What Is Factoring
Factoring has been around as long as commerce itself. It is the sale of your accounts receivable to a buyer (or factor), that lets your company access cash beyond its own equity based on the strength of your customer’s credit. Many companies need additional cash flow to support seasonal demands, growth, and more.
Types of Factoring
There are two types of factoring which are frequently used.
- Discount Factoring / Recourse Factoring
- Traditional Factoring / Non Recourse Factoring
Discount Factoring / Recourse Factoring
Discount factoring, also known as recourse factoring, provides your business with flexible and immediate cash on your accounts receivable invoices. You can expect to see up to 90% of the eligible funds from the invoices immediately. Once your customer has paid you will receive the balance. We retain a small administrative fee to cover our expenses for interacting with your client and arranging payment details. This product gives you the opportunity to grow, restructure, take advantage of supplier discounts through volume purchases or early payments, or even to fund payroll.

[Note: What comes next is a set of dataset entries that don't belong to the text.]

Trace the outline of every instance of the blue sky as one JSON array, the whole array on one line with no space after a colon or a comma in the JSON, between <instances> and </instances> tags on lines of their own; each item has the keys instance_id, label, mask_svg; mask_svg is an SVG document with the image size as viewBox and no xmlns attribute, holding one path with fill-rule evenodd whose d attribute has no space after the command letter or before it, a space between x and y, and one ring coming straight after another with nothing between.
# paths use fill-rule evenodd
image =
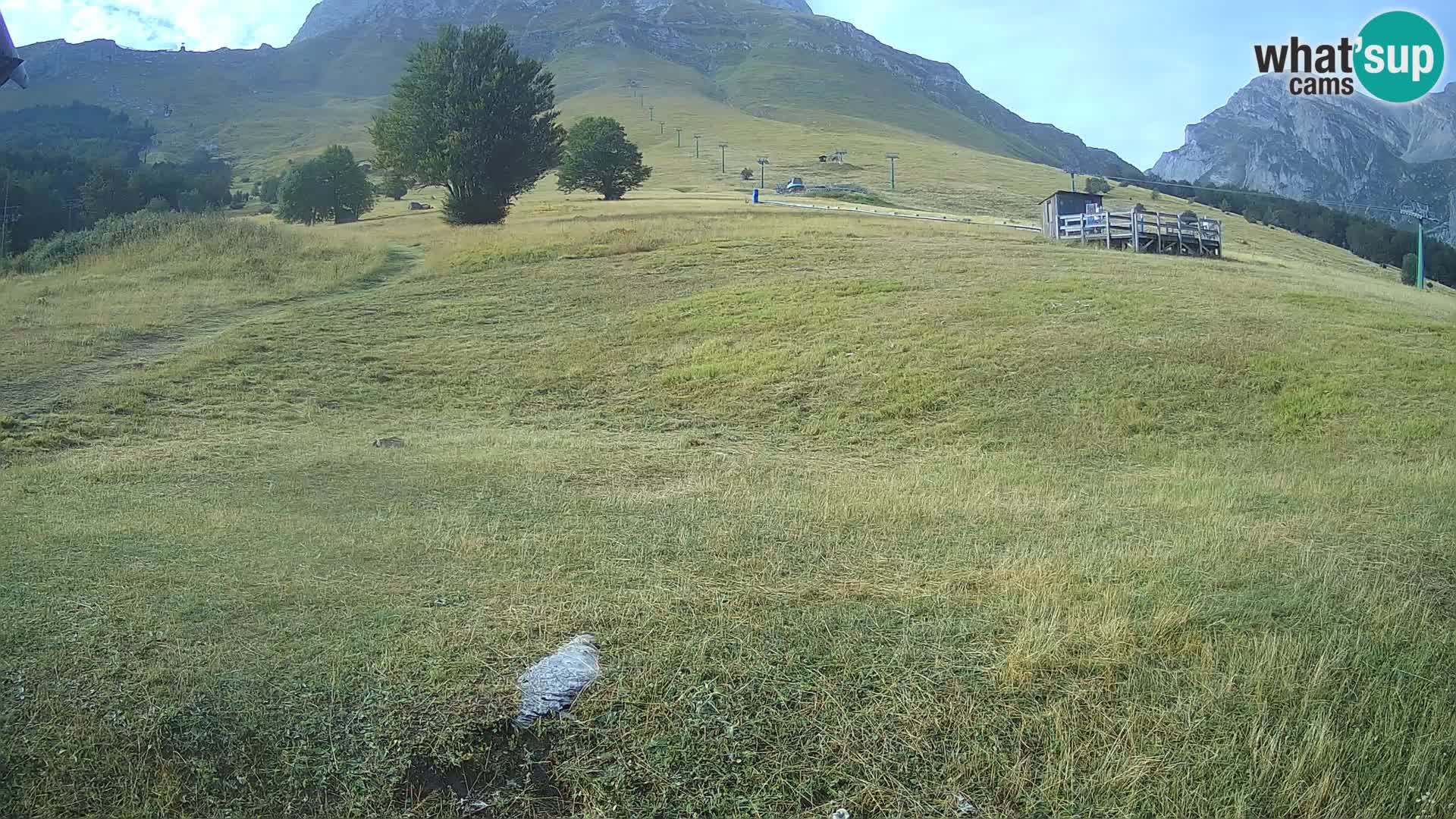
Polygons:
<instances>
[{"instance_id":1,"label":"blue sky","mask_svg":"<svg viewBox=\"0 0 1456 819\"><path fill-rule=\"evenodd\" d=\"M1456 3L1354 0L1121 3L1070 0L810 0L881 41L954 64L1016 114L1051 122L1140 168L1254 77L1254 44L1334 42L1393 7L1425 15L1456 48ZM17 42L108 38L134 48L282 45L307 0L0 0ZM1136 6L1134 6L1136 7ZM1159 17L1175 17L1158 26ZM1136 22L1136 25L1134 25ZM1140 95L1102 90L1137 76ZM1456 77L1452 70L1446 79ZM1446 79L1441 80L1444 86Z\"/></svg>"}]
</instances>

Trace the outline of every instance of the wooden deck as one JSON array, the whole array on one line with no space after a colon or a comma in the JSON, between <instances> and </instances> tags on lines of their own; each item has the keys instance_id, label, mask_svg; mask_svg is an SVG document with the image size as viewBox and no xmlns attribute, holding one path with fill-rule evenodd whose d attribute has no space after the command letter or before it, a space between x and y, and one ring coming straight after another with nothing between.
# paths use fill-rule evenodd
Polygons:
<instances>
[{"instance_id":1,"label":"wooden deck","mask_svg":"<svg viewBox=\"0 0 1456 819\"><path fill-rule=\"evenodd\" d=\"M1139 254L1222 256L1223 220L1131 210L1073 214L1059 217L1057 239Z\"/></svg>"}]
</instances>

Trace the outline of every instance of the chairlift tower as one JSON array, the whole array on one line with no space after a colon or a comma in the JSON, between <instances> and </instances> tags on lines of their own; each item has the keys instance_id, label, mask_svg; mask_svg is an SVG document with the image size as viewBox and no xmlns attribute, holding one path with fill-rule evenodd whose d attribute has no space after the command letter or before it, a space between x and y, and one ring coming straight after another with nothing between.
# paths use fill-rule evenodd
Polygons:
<instances>
[{"instance_id":1,"label":"chairlift tower","mask_svg":"<svg viewBox=\"0 0 1456 819\"><path fill-rule=\"evenodd\" d=\"M1431 208L1424 204L1415 203L1408 204L1401 208L1401 216L1409 216L1415 220L1415 289L1425 291L1425 230L1427 223L1430 223L1431 230L1440 230L1446 227L1446 223L1440 224L1431 217Z\"/></svg>"}]
</instances>

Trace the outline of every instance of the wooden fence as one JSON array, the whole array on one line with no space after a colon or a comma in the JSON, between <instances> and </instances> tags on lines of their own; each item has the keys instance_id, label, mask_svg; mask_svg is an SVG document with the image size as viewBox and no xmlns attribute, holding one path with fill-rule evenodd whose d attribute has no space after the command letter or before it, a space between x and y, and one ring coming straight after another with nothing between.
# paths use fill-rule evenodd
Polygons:
<instances>
[{"instance_id":1,"label":"wooden fence","mask_svg":"<svg viewBox=\"0 0 1456 819\"><path fill-rule=\"evenodd\" d=\"M1223 220L1139 210L1079 213L1059 217L1057 239L1140 254L1222 256Z\"/></svg>"}]
</instances>

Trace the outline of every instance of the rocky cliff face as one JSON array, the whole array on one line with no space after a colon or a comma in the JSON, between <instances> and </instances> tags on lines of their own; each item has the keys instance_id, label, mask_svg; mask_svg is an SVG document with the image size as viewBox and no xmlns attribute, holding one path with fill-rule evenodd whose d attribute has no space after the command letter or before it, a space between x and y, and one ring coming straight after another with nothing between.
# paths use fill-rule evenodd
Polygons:
<instances>
[{"instance_id":1,"label":"rocky cliff face","mask_svg":"<svg viewBox=\"0 0 1456 819\"><path fill-rule=\"evenodd\" d=\"M502 25L523 50L545 60L584 47L629 47L708 77L761 48L801 54L807 79L823 70L815 66L821 55L849 58L1000 134L1002 150L1012 156L1099 173L1139 173L1109 150L1022 119L971 87L954 66L891 48L843 20L815 16L804 0L322 0L293 42L357 31L408 39L441 23Z\"/></svg>"},{"instance_id":2,"label":"rocky cliff face","mask_svg":"<svg viewBox=\"0 0 1456 819\"><path fill-rule=\"evenodd\" d=\"M814 15L804 0L322 0L285 48L160 52L93 41L36 44L22 55L54 99L157 119L165 152L215 143L261 163L312 149L329 128L363 131L405 55L441 23L498 23L526 54L574 66L558 74L563 98L652 83L661 63L633 57L645 54L690 68L699 93L759 117L823 112L1059 168L1139 173L1112 152L1022 119L954 66ZM680 83L687 74L664 76ZM44 102L42 93L0 96L0 111Z\"/></svg>"},{"instance_id":3,"label":"rocky cliff face","mask_svg":"<svg viewBox=\"0 0 1456 819\"><path fill-rule=\"evenodd\" d=\"M744 1L801 15L814 13L804 0ZM600 10L662 22L676 12L689 10L696 3L674 0L593 0L590 3L575 0L322 0L309 12L309 17L294 35L293 42L383 20L403 19L435 26L440 23L494 23L520 17L542 19Z\"/></svg>"},{"instance_id":4,"label":"rocky cliff face","mask_svg":"<svg viewBox=\"0 0 1456 819\"><path fill-rule=\"evenodd\" d=\"M1456 166L1456 87L1412 105L1364 95L1291 96L1286 77L1257 77L1203 121L1153 173L1347 205L1398 222L1409 201L1444 214Z\"/></svg>"}]
</instances>

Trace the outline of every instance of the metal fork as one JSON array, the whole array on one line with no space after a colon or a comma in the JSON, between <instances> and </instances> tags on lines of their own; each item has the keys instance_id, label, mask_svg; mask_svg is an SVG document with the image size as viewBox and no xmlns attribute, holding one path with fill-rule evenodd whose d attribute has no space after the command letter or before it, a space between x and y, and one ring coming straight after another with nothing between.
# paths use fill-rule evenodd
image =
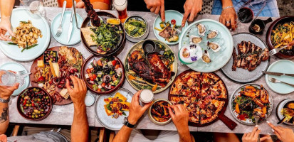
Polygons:
<instances>
[{"instance_id":1,"label":"metal fork","mask_svg":"<svg viewBox=\"0 0 294 142\"><path fill-rule=\"evenodd\" d=\"M62 6L62 13L61 17L61 23L59 23L58 28L57 29L57 33L56 36L59 37L62 33L62 20L63 18L64 11L65 11L66 8L66 1L63 1L63 5Z\"/></svg>"},{"instance_id":2,"label":"metal fork","mask_svg":"<svg viewBox=\"0 0 294 142\"><path fill-rule=\"evenodd\" d=\"M254 119L255 119L255 121L256 121L256 126L258 126L258 121L260 117L259 117L258 115L256 115L256 113L253 114L253 116L254 116ZM258 135L258 141L257 142L260 142L260 141L261 141L261 137L260 137L259 135Z\"/></svg>"},{"instance_id":3,"label":"metal fork","mask_svg":"<svg viewBox=\"0 0 294 142\"><path fill-rule=\"evenodd\" d=\"M273 49L273 50L270 50L270 52L269 52L270 56L273 55L278 53L278 52L280 52L280 50L284 49L285 48L287 48L287 46L288 46L288 45L285 45L285 46L283 46L283 48L275 48L275 49Z\"/></svg>"},{"instance_id":4,"label":"metal fork","mask_svg":"<svg viewBox=\"0 0 294 142\"><path fill-rule=\"evenodd\" d=\"M287 83L287 82L285 82L280 81L280 80L277 80L277 79L275 79L275 78L273 78L273 77L270 77L270 76L268 76L268 80L269 80L270 82L273 82L273 83L283 83L283 84L288 84L288 85L289 85L289 86L291 86L291 87L294 87L294 84L290 84L290 83Z\"/></svg>"},{"instance_id":5,"label":"metal fork","mask_svg":"<svg viewBox=\"0 0 294 142\"><path fill-rule=\"evenodd\" d=\"M26 70L20 70L20 71L16 71L16 75L23 75L25 73L26 73Z\"/></svg>"}]
</instances>

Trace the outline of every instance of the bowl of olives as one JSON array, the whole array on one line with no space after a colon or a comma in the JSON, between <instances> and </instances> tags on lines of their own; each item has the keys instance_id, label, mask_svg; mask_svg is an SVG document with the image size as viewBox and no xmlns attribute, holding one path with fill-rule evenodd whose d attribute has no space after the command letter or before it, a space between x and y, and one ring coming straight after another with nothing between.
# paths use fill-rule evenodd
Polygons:
<instances>
[{"instance_id":1,"label":"bowl of olives","mask_svg":"<svg viewBox=\"0 0 294 142\"><path fill-rule=\"evenodd\" d=\"M28 87L17 98L17 110L25 119L40 121L46 118L52 110L50 96L40 87Z\"/></svg>"}]
</instances>

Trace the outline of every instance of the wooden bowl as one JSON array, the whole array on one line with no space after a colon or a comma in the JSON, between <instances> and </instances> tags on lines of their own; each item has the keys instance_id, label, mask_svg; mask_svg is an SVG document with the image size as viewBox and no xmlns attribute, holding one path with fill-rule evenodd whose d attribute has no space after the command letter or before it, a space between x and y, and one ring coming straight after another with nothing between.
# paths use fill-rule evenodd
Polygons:
<instances>
[{"instance_id":1,"label":"wooden bowl","mask_svg":"<svg viewBox=\"0 0 294 142\"><path fill-rule=\"evenodd\" d=\"M103 21L106 21L107 18L117 18L115 16L114 16L113 14L108 13L108 12L105 12L105 11L98 11L96 12L97 14L99 16L99 17L100 17L102 19L103 19ZM88 27L88 26L91 26L91 24L90 23L90 18L88 17L87 17L86 18L85 18L84 21L82 23L82 26L81 28L85 28L85 27ZM121 23L120 24L120 29L122 31L123 33L120 36L120 40L119 41L119 43L117 44L116 45L116 48L114 50L110 50L110 52L107 52L106 54L100 54L98 53L97 53L97 47L95 45L94 46L89 46L87 43L87 42L85 41L85 39L82 33L82 31L80 31L80 38L82 39L82 43L84 45L85 48L91 53L95 55L101 55L101 56L108 56L112 54L115 54L115 53L120 51L122 50L122 48L123 48L122 47L124 47L124 43L125 43L125 28L122 26L122 23Z\"/></svg>"},{"instance_id":2,"label":"wooden bowl","mask_svg":"<svg viewBox=\"0 0 294 142\"><path fill-rule=\"evenodd\" d=\"M270 28L268 28L268 32L266 33L266 44L268 45L268 47L270 50L274 48L271 43L271 36L273 29L274 29L279 23L283 24L283 23L290 22L290 21L294 21L294 16L283 16L283 17L280 17L280 18L278 18L277 20L275 20L271 23L271 25L270 26ZM275 54L275 56L280 58L282 58L282 59L288 59L288 60L294 59L294 55L288 55L282 53L278 53L277 54Z\"/></svg>"},{"instance_id":3,"label":"wooden bowl","mask_svg":"<svg viewBox=\"0 0 294 142\"><path fill-rule=\"evenodd\" d=\"M92 62L93 60L94 59L94 58L95 58L97 60L99 60L103 57L102 56L97 56L97 55L91 55L89 58L88 58L88 59L84 62L84 63L83 64L83 67L82 67L82 70L81 70L81 76L83 80L85 81L88 88L89 89L90 89L92 92L95 92L98 94L109 94L110 93L112 93L114 92L115 92L116 90L117 90L118 89L120 88L120 87L123 84L123 83L125 82L125 68L124 68L124 65L122 62L122 61L120 61L120 60L115 57L113 56L120 64L122 68L122 78L120 79L120 83L118 83L117 86L116 86L115 88L110 89L108 91L105 91L105 92L98 92L96 90L94 90L93 89L93 87L91 84L90 84L88 81L87 79L85 76L85 74L87 72L87 68L90 65L90 63Z\"/></svg>"},{"instance_id":4,"label":"wooden bowl","mask_svg":"<svg viewBox=\"0 0 294 142\"><path fill-rule=\"evenodd\" d=\"M44 115L44 116L40 117L40 118L38 118L38 119L32 119L32 118L30 118L30 117L26 116L22 112L21 109L21 107L20 107L20 105L21 105L21 104L19 104L20 99L21 99L21 94L22 94L23 92L28 91L28 89L33 89L33 88L39 89L40 90L41 90L41 91L43 91L43 92L45 92L45 94L46 94L46 96L49 97L49 100L50 100L50 102L50 102L50 106L49 106L49 108L48 108L48 110L47 114L46 114ZM50 113L51 113L51 111L52 111L52 105L53 105L53 104L52 104L51 98L50 97L50 96L49 96L49 94L48 94L48 92L47 92L45 89L42 89L42 88L40 88L40 87L28 87L27 89L24 89L23 91L22 91L21 93L19 94L19 97L18 97L18 98L17 98L17 100L16 100L16 107L17 107L17 110L18 110L19 114L21 114L21 116L23 116L23 118L25 118L25 119L28 119L28 120L32 120L32 121L41 121L41 120L43 120L43 119L46 119L48 116L49 116Z\"/></svg>"}]
</instances>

Traditional Factoring / Non Recourse Factoring
Traditional factoring, also known as non-recourse factoring is available for both domestic and international situations, and provides your business with outsourced credit and collection services as well as optional funding. Prior to shipping an order or providing services to a customer you can contact our credit department to determine if the customer is credit approved. Empire may make advances up to 90% of the invoice amount within 24 hours. The invoices that are credit approved will be paid to you at maturity even if the customer has financial inability to pay as Empire has assumed the credit risk of the approved invoices.